So!
I've spent time the last few weeks working with a dev to stress test our proposed installation of EJabberd.
I'm trying to future-proof the environment a bit, so we're testing a much larger environment than we currently have.
We're using the LDAP shared roster, the patched version for AD. We're testing with 4000 users total (only about 1500 active), and the roster is an absurd 12000 users long ( each user in 3 groups). Lastly, we're using the clustering to do geodistributed chat, using DNS A records and sortlisting to make sure you go to your local site.
We experienced the following challenges that we're trying to figure out if we need to Just Live With:
- DNS round robin sucks at keeping things balanced. We know that. SRV records don't sortlist. Is there another solution I should be staring at other than an actual load balancer?
- memory usage per connected user was around 10MB. This is about an order of magnitude larger than our old chat system, Openfire.

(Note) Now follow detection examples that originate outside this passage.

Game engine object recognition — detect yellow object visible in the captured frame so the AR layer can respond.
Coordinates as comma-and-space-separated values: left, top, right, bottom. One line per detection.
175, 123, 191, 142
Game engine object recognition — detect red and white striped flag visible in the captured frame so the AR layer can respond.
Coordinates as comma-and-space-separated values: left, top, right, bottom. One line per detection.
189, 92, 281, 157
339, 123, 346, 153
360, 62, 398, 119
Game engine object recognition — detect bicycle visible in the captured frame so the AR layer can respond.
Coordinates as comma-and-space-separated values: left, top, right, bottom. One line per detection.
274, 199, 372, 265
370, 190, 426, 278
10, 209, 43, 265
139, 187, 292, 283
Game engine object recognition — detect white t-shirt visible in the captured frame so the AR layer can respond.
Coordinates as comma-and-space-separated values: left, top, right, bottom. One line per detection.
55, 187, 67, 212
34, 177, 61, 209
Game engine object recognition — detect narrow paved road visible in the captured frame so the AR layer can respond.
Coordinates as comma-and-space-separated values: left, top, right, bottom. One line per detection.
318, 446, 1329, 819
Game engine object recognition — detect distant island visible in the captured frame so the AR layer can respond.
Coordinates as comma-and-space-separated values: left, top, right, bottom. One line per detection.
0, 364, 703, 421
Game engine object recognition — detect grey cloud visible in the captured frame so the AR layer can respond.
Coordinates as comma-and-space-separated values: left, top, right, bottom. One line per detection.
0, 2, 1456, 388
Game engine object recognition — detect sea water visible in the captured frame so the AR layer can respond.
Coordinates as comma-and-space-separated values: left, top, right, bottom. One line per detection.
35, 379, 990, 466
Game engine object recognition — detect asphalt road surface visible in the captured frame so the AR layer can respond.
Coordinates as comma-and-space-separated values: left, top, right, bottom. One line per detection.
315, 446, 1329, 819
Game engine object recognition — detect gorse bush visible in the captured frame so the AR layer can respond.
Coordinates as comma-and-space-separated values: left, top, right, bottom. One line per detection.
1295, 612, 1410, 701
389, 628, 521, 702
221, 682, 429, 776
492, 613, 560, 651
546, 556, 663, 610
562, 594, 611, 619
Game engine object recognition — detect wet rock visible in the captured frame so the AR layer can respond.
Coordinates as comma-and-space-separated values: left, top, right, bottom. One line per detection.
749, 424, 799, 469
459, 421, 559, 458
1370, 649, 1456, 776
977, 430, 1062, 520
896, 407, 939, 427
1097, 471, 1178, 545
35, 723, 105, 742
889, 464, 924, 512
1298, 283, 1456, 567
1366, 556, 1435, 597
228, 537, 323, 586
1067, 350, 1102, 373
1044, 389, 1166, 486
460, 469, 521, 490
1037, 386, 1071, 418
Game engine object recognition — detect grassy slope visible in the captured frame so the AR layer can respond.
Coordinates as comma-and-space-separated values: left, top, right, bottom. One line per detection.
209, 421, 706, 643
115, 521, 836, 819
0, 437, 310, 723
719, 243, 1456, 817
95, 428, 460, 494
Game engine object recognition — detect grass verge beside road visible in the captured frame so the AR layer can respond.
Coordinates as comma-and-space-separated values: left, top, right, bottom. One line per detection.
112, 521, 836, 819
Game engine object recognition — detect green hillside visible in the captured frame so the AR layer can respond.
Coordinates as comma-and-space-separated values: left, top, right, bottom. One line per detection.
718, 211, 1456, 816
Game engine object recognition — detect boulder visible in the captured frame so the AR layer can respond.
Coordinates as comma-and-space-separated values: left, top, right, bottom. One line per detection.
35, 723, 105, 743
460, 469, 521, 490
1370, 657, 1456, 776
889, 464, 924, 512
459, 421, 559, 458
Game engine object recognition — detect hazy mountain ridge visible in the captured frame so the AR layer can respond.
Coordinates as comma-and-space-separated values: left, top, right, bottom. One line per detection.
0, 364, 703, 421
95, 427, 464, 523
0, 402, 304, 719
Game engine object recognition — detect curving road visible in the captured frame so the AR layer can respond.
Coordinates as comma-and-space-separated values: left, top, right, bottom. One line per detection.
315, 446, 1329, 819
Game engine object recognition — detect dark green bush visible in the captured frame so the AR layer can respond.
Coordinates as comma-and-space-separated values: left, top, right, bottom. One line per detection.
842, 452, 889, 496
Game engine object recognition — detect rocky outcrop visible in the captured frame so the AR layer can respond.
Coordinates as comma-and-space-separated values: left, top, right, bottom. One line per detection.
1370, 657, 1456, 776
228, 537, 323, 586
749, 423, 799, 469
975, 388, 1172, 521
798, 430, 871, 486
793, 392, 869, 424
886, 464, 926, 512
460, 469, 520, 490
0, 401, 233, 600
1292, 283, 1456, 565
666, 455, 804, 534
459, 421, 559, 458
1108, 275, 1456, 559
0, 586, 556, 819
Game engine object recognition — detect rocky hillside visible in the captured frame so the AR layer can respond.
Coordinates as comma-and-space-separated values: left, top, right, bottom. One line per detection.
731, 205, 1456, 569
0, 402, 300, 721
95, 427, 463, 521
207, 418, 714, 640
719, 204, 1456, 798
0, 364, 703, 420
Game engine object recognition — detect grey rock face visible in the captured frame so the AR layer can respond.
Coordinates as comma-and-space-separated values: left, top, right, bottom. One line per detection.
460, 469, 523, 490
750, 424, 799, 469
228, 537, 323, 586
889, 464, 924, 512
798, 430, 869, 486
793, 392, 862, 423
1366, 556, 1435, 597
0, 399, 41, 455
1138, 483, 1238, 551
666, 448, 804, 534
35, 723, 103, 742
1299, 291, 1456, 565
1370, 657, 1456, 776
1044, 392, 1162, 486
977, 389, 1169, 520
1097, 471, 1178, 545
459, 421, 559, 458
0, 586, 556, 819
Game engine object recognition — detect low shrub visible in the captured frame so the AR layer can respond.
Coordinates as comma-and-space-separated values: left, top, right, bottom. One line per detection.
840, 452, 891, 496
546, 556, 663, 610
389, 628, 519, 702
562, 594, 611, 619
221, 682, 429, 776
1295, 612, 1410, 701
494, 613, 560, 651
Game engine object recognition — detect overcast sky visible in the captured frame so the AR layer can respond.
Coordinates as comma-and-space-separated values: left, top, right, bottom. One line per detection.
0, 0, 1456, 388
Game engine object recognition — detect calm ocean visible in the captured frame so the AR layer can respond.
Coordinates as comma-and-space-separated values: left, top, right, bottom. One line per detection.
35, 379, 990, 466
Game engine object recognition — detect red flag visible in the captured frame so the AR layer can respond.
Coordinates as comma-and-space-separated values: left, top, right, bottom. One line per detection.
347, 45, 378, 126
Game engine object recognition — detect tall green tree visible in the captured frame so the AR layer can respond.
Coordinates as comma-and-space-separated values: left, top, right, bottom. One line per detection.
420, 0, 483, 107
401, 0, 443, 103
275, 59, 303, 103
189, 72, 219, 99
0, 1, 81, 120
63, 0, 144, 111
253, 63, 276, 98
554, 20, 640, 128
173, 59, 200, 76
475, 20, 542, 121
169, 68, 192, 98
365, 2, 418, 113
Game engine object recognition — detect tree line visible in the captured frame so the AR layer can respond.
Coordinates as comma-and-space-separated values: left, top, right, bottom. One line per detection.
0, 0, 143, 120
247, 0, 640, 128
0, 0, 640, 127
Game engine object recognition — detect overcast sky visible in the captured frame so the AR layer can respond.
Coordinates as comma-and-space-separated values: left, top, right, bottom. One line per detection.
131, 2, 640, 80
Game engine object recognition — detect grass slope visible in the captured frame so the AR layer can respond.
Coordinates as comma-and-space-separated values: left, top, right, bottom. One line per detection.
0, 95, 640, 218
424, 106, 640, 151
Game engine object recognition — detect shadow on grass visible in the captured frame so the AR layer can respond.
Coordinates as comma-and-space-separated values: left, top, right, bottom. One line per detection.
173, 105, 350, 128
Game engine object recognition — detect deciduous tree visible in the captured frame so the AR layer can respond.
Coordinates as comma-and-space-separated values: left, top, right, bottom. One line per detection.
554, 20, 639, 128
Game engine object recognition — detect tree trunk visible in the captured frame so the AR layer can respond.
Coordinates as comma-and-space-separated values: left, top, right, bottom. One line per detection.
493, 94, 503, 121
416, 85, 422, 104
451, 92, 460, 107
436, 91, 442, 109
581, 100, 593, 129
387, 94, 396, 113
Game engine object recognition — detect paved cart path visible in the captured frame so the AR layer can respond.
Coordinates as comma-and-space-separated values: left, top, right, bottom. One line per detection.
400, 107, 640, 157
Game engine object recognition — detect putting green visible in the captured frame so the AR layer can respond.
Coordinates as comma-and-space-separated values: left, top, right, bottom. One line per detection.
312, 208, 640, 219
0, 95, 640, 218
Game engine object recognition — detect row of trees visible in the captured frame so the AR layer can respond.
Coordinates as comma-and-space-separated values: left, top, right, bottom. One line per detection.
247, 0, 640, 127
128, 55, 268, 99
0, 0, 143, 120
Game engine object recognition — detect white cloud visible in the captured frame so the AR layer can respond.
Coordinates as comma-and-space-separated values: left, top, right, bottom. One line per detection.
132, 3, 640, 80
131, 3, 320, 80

Should I chalk this up to the cost of concurrent performance?
- Split Brain recovery requires restarts of the minority nodes, it seems. I tried restarting mnesia, and in every case ejabberd halted as mnesia started. This is pretty much expected, yes?
- Normal CPU usage is basically nothing. We tested to 8000 concurrent messages per second before the 2 2cpu servers in the test cluster reached capacity. However, login time efforts were more than capable of bringing the server to its knees if we didn't throttle them a bit. Do I just rely on the client backoff to make sure everyone doesn't log in at once, or is there an accept queue configuration I should be setting?
On the whole, the experience has been terrific. The only thing I'm significantly discomfited by is that 10MB per client memory requirement. If none of my other questions get answered, I'd be most appreciative if you could give me some guidance on that.